Bioengineering professor Ben Wu at UCLA's Department of Bioengineering, and Kang Ting, Thomas R. Bales Professor at UCLA's School of Dentistry, are developing a new molecule they've named UCB, or University of California Bone.
[Note: while I was doing my homework research for this entry, I discovered that Kang Ting was sometimes named Eric Ting. I wonder if he prefers to be called Kang or Eric.]
The core technology developed by Wu and Ting is potentially the most significant advancement in bone regeneration since the discovery of bone morphogenetic proteins by Dr. Marshall Urist at UCLA in the 1960s.
"For the average person, this new development potentially means faster, more reliable bone healing with fewer side effects at a lower cost," Ting said. "In more severe cases, such as in children born with congenital anomalies, the new protein may offer an advanced solution to repair cleft palates, which involves bone deficiencies, and also aid in repairing other bone defects such as fractures, spinal fusion and implant integration."
Before going further, here is an illustration showing the results of UCB.
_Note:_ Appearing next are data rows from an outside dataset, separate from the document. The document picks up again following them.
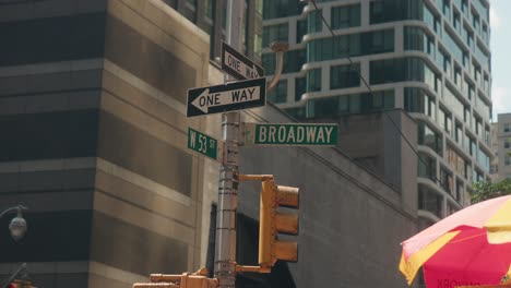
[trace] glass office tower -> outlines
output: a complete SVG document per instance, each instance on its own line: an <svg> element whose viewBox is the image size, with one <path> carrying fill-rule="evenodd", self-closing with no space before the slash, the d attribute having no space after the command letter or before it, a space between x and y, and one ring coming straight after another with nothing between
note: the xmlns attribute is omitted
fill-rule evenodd
<svg viewBox="0 0 511 288"><path fill-rule="evenodd" d="M466 205L491 157L488 0L316 2L264 1L263 47L290 45L270 99L301 120L408 111L426 163L417 160L421 224ZM264 48L266 74L274 61Z"/></svg>

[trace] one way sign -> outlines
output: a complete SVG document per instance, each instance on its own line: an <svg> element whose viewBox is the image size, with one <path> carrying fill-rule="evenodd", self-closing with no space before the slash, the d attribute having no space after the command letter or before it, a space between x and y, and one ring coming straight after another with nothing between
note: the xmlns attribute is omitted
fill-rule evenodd
<svg viewBox="0 0 511 288"><path fill-rule="evenodd" d="M250 58L222 43L222 70L237 80L258 79L264 76L262 67Z"/></svg>
<svg viewBox="0 0 511 288"><path fill-rule="evenodd" d="M222 113L266 105L264 77L188 91L187 117Z"/></svg>

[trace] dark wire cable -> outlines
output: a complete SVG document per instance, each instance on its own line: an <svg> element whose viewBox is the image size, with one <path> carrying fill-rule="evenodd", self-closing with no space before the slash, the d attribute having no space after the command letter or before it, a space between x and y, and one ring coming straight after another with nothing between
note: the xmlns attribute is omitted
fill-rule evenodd
<svg viewBox="0 0 511 288"><path fill-rule="evenodd" d="M326 20L324 19L323 13L322 13L322 12L320 11L320 9L318 8L318 4L316 3L316 0L309 0L309 2L311 2L311 3L314 5L314 10L316 10L317 12L319 12L319 14L321 15L321 20L323 21L324 25L326 25L326 27L329 28L330 33L332 34L332 45L333 45L333 43L334 43L334 40L335 40L335 33L333 32L332 27L330 26L330 24L329 24L329 23L326 22ZM332 52L333 52L333 50L334 50L334 49L332 49ZM348 62L349 62L349 69L350 69L352 71L357 72L358 77L361 80L361 82L364 83L364 85L367 87L367 89L368 89L368 92L369 92L369 95L371 95L371 97L373 98L375 95L372 94L371 87L369 86L369 84L367 83L367 81L364 79L364 76L361 75L360 71L359 71L358 69L355 68L355 63L353 62L352 58L350 58L349 55L347 55L347 53L346 53L346 59L347 59ZM382 112L383 112L383 115L385 115L387 118L392 122L392 124L394 125L394 128L400 132L401 137L404 139L404 141L408 144L409 148L415 153L415 155L417 155L417 158L426 166L426 168L428 168L427 170L429 171L429 170L430 170L430 169L429 169L430 166L423 159L423 157L420 157L420 155L419 155L418 152L414 148L414 146L412 145L412 143L409 142L409 140L403 134L403 131L400 129L400 127L394 122L394 120L392 120L392 118L391 118L384 110L382 110ZM445 192L447 192L445 187L444 187L443 183L440 181L440 179L438 179L438 177L436 176L436 173L435 173L435 176L432 176L432 177L433 177L433 179L431 179L431 176L429 177L429 179L437 181L437 183L439 183L440 187L441 187L442 189L444 189ZM453 178L454 178L454 176L453 176ZM453 182L454 182L454 181L453 181ZM452 200L454 200L454 202L457 203L457 205L460 205L461 207L463 207L463 205L462 205L453 195L451 195L450 192L449 192L448 194L451 196Z"/></svg>

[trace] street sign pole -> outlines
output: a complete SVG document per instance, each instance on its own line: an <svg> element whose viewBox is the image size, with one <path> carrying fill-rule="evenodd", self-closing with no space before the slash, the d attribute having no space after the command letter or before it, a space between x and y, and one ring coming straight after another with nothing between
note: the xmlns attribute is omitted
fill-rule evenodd
<svg viewBox="0 0 511 288"><path fill-rule="evenodd" d="M228 1L227 23L229 44L240 48L245 1ZM222 115L222 134L225 143L224 163L221 165L218 181L218 206L215 239L215 277L219 288L235 288L236 283L236 209L238 207L238 161L239 161L240 113Z"/></svg>

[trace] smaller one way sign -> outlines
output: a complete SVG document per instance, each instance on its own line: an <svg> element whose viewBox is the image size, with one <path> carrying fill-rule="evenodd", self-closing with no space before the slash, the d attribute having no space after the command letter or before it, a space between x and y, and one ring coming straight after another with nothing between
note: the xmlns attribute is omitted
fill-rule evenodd
<svg viewBox="0 0 511 288"><path fill-rule="evenodd" d="M187 117L222 113L266 105L264 77L188 91Z"/></svg>

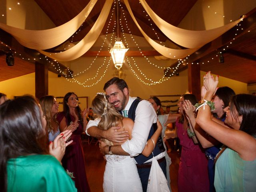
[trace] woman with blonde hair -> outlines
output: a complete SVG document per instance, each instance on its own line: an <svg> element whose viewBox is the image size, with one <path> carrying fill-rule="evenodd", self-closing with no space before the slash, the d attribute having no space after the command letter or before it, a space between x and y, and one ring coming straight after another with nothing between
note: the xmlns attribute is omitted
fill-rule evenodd
<svg viewBox="0 0 256 192"><path fill-rule="evenodd" d="M46 131L49 134L49 141L53 141L60 132L60 124L56 119L59 112L59 104L56 98L52 95L42 96L39 100L39 103L46 120ZM71 130L74 131L78 126L78 123L72 124L63 131Z"/></svg>
<svg viewBox="0 0 256 192"><path fill-rule="evenodd" d="M49 147L46 120L34 98L6 101L0 106L0 122L1 191L77 191L58 160L72 133L59 135Z"/></svg>
<svg viewBox="0 0 256 192"><path fill-rule="evenodd" d="M95 113L100 117L98 127L107 130L112 127L120 126L118 131L126 130L132 138L132 131L134 122L129 118L124 117L108 102L105 94L98 93L92 102L92 109ZM143 155L148 156L154 150L154 144L162 131L162 126L158 121L158 128L151 138L148 141L142 152ZM120 144L102 139L108 145ZM103 182L104 192L142 191L142 186L138 173L134 158L129 156L106 155L107 161Z"/></svg>

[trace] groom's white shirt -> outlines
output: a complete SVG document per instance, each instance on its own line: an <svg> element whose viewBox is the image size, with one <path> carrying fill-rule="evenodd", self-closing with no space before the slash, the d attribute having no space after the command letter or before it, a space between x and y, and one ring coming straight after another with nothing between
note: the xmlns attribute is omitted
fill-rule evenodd
<svg viewBox="0 0 256 192"><path fill-rule="evenodd" d="M128 110L128 114L132 104L136 98L129 96L127 104L124 109ZM135 112L136 115L132 132L132 139L127 140L121 145L124 150L131 156L136 156L141 153L148 140L152 124L157 121L157 116L154 109L151 104L146 100L142 100L138 103ZM100 120L100 118L97 118L94 120L89 121L86 131L87 135L89 135L87 130L92 126L97 126ZM159 159L164 156L164 152L163 152L156 158L156 159ZM145 162L152 161L150 159Z"/></svg>

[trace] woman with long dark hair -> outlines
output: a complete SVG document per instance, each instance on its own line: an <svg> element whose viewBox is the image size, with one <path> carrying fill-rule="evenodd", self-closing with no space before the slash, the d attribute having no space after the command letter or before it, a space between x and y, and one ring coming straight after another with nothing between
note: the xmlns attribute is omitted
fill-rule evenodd
<svg viewBox="0 0 256 192"><path fill-rule="evenodd" d="M208 192L208 160L193 130L196 124L194 107L184 110L186 100L194 105L197 103L194 95L185 94L180 97L178 103L178 112L181 116L176 119L176 126L182 147L178 176L178 189L182 192ZM189 113L194 114L194 118L188 118ZM172 118L173 115L169 115L165 124L175 122Z"/></svg>
<svg viewBox="0 0 256 192"><path fill-rule="evenodd" d="M206 90L204 86L202 87L202 95L204 97ZM231 97L235 95L235 92L232 89L228 87L222 87L218 88L212 98L212 102L214 103L214 109L212 110L214 116L217 119L224 122L226 118L226 112L224 109L228 106ZM189 110L194 106L189 101L185 101L183 110L186 111ZM189 118L194 120L195 114L193 113L186 112ZM196 134L202 146L206 148L205 154L208 158L208 174L210 182L210 192L214 192L214 160L217 154L220 150L222 144L216 140L211 136L207 134L202 130L198 125L195 125L193 127L193 130Z"/></svg>
<svg viewBox="0 0 256 192"><path fill-rule="evenodd" d="M50 155L61 160L70 132L57 136L49 148L45 118L35 99L23 96L6 101L0 106L0 122L1 191L77 191L60 162Z"/></svg>
<svg viewBox="0 0 256 192"><path fill-rule="evenodd" d="M78 98L73 92L65 95L63 104L63 111L57 117L60 131L65 130L70 124L78 123L78 126L73 132L71 139L73 142L66 149L62 160L62 165L65 169L73 173L73 179L78 192L89 192L80 136L87 124L86 114L88 110L82 112L78 105Z"/></svg>
<svg viewBox="0 0 256 192"><path fill-rule="evenodd" d="M49 141L53 141L60 133L60 124L56 119L59 112L59 104L55 97L52 95L42 97L39 100L39 103L46 120L46 131L48 133ZM78 126L78 123L73 123L64 129L74 131Z"/></svg>
<svg viewBox="0 0 256 192"><path fill-rule="evenodd" d="M214 187L216 191L254 191L256 189L256 97L240 94L231 97L225 123L212 119L210 101L218 78L210 72L204 86L206 92L199 108L196 122L225 146L217 155Z"/></svg>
On the right part of the image, you can see the bone defect, corrected by the UCB on the left side (Credit: UCLA School of Engineering).
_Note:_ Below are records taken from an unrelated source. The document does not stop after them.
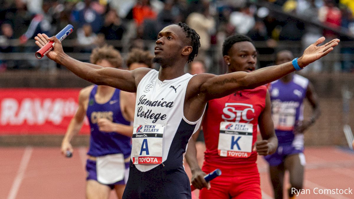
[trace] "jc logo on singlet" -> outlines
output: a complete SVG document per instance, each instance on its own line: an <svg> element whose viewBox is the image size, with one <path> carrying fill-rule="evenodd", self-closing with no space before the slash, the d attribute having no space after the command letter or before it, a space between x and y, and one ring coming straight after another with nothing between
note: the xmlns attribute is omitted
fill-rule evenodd
<svg viewBox="0 0 354 199"><path fill-rule="evenodd" d="M246 158L252 152L253 105L243 103L225 103L220 123L218 152L222 157Z"/></svg>
<svg viewBox="0 0 354 199"><path fill-rule="evenodd" d="M243 103L225 103L221 118L228 121L249 123L254 119L253 105Z"/></svg>

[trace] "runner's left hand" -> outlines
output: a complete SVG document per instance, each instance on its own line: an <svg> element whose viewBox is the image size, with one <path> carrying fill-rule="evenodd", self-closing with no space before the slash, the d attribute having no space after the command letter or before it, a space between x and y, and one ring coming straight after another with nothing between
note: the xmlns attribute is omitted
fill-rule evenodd
<svg viewBox="0 0 354 199"><path fill-rule="evenodd" d="M98 130L103 132L112 132L115 131L113 123L106 118L99 118L97 120Z"/></svg>
<svg viewBox="0 0 354 199"><path fill-rule="evenodd" d="M313 123L312 121L309 120L297 122L294 129L294 134L296 135L303 133Z"/></svg>
<svg viewBox="0 0 354 199"><path fill-rule="evenodd" d="M255 146L253 148L253 151L256 151L258 155L267 155L269 154L270 151L269 143L266 140L257 141L255 143Z"/></svg>

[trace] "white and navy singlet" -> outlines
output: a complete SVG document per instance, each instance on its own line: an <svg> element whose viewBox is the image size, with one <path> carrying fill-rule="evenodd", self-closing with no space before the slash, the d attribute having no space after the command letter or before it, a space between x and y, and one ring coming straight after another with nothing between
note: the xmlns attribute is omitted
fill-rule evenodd
<svg viewBox="0 0 354 199"><path fill-rule="evenodd" d="M152 70L138 86L129 178L123 198L190 199L183 167L187 144L201 117L191 122L183 114L185 74L161 81Z"/></svg>

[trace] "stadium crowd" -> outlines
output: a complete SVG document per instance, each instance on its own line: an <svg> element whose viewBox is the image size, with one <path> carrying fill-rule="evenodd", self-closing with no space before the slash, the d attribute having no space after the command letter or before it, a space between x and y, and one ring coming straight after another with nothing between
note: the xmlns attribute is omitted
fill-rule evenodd
<svg viewBox="0 0 354 199"><path fill-rule="evenodd" d="M66 52L90 53L107 43L123 55L134 47L152 51L162 28L179 21L186 23L200 35L198 58L204 60L209 72L217 73L220 70L211 66L222 65L222 42L235 33L247 35L256 44L262 44L261 47L256 45L260 55L284 50L278 47L283 41L295 42L301 46L298 52L293 52L296 55L303 51L301 46L307 46L322 36L328 40L339 37L342 41L352 40L354 1L0 0L0 52L35 52L36 47L26 45L30 43L28 40L40 33L55 35L68 24L75 30L69 39L74 42L66 46ZM324 28L326 27L329 29ZM336 52L342 57L336 63L317 62L306 70L332 71L336 70L333 66L337 64L337 70L352 72L353 50L342 47ZM2 70L36 68L38 64L1 59ZM260 66L271 63L260 62ZM31 64L34 66L28 66Z"/></svg>

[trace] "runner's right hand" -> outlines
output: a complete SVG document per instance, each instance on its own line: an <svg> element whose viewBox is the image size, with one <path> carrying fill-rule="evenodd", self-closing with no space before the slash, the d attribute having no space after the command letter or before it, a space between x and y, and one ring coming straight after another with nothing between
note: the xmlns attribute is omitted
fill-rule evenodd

Here is a link to a larger version (1,513 x 517 pixels, 123 KB).
As I mentioned above, UCB is more precise than the bone morphogenetic protein currently used.
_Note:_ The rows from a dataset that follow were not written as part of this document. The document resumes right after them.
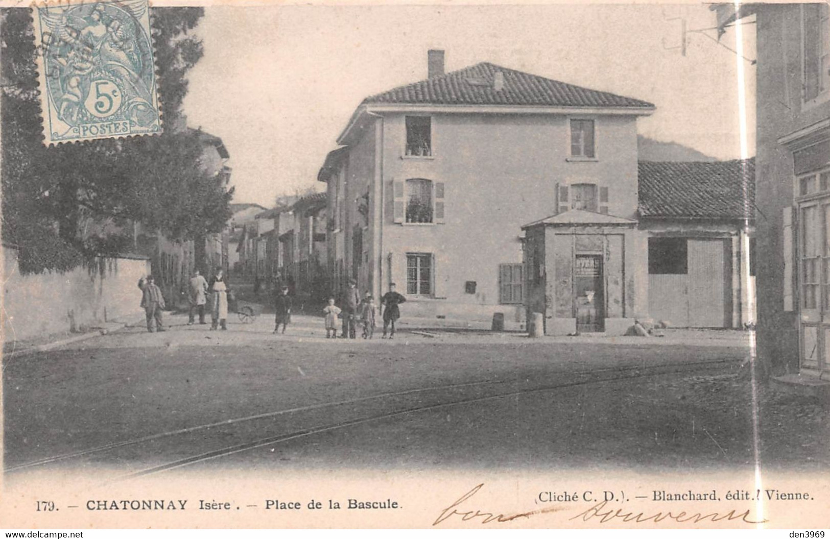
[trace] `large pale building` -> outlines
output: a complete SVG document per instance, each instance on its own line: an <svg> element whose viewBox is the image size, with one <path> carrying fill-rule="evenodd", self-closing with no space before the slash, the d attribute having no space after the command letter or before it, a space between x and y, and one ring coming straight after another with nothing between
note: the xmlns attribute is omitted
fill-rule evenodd
<svg viewBox="0 0 830 539"><path fill-rule="evenodd" d="M394 282L408 317L500 313L518 328L541 312L549 333L622 333L649 317L648 238L657 236L654 253L686 249L696 279L718 272L720 295L710 299L721 315L701 323L740 323L732 250L743 213L715 223L657 215L670 208L655 202L651 228L641 223L637 121L654 109L491 63L445 73L443 51L431 51L428 77L366 98L320 172L333 282L353 278L375 295ZM658 185L659 172L648 169ZM548 250L526 249L539 235L549 235ZM669 245L670 236L679 239ZM695 237L717 243L687 246ZM694 260L715 252L720 266L698 271Z"/></svg>

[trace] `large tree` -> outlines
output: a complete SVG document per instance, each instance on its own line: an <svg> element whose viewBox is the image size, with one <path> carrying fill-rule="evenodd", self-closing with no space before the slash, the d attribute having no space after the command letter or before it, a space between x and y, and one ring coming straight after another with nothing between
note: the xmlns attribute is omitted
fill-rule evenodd
<svg viewBox="0 0 830 539"><path fill-rule="evenodd" d="M20 250L23 271L117 254L128 248L130 221L189 240L220 231L230 216L227 177L202 166L203 134L183 128L186 75L203 55L188 32L203 10L151 13L164 133L46 148L31 15L0 11L2 237Z"/></svg>

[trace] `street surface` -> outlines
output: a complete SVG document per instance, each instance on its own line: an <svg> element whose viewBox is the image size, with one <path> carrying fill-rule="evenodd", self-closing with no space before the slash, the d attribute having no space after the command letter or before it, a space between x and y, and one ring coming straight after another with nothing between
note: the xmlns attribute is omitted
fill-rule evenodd
<svg viewBox="0 0 830 539"><path fill-rule="evenodd" d="M7 360L8 477L754 463L751 401L706 396L735 379L740 339L429 331L352 341L325 339L322 318L305 316L284 336L267 314L232 318L227 332L166 321L162 333L132 327Z"/></svg>

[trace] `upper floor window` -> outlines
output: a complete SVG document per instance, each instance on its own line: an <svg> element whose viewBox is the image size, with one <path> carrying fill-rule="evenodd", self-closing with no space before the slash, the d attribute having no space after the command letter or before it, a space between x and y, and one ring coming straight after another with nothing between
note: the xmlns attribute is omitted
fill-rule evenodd
<svg viewBox="0 0 830 539"><path fill-rule="evenodd" d="M597 211L597 186L577 183L571 186L571 207L574 210Z"/></svg>
<svg viewBox="0 0 830 539"><path fill-rule="evenodd" d="M814 100L830 88L830 19L826 3L803 4L803 94Z"/></svg>
<svg viewBox="0 0 830 539"><path fill-rule="evenodd" d="M598 213L608 212L608 188L598 187L596 183L574 183L559 185L559 212L568 210L585 210Z"/></svg>
<svg viewBox="0 0 830 539"><path fill-rule="evenodd" d="M571 157L595 157L593 148L593 120L572 119L571 123Z"/></svg>
<svg viewBox="0 0 830 539"><path fill-rule="evenodd" d="M432 155L432 119L407 116L407 155Z"/></svg>
<svg viewBox="0 0 830 539"><path fill-rule="evenodd" d="M830 171L812 173L798 177L797 197L809 197L826 193L830 190Z"/></svg>
<svg viewBox="0 0 830 539"><path fill-rule="evenodd" d="M393 183L396 223L444 222L443 182L415 177Z"/></svg>
<svg viewBox="0 0 830 539"><path fill-rule="evenodd" d="M432 222L432 182L429 180L407 180L407 222Z"/></svg>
With bone morphogenetic proteins, bone formation has been observed to occur at locations outside of the intended implant site, and tissue other than bone also has been reported. In contrast, UCB's main effects appear to be more specific towards bone formation process, giving surgeons increased control over where bone forms. According to Wu, UCB is more specific because it works downstream from the body's "master switch" for bone formation.
It's nice to discover a useful new protein, but how do you move it near the bones when it has to do its work?
The team at UCLA is developing a carrier that is engineered for UCB activities in the biological environment. "It's the right combination of carrier and protein that further increases the stability and activity of UCB," Ting said. "For certain clinical applications, we will need to develop injectable options that are minimally invasive. For other clinical applications, we will need moldable carriers that can hold the UCB in place better."
And when will this molecule be available to patients?
The team of UCLA researchers, under the business name Bone Biologics, already has begun forming partnerships that may assist in the development of appropriate carriers for UCB. Wu and Ting anticipate FDA approval and first sales of the product in the next seven to nine years.
For more information about Bone Biologics, you can read this article from the UCLA Daily Bruin.
Finally, Xinquan Jiang, a visiting scholar from Shanghai, China, and working in Ting's Lab, won the prestigious 2005 Hatton Award given by the International Association of Dental Research (IADR) for this new technology.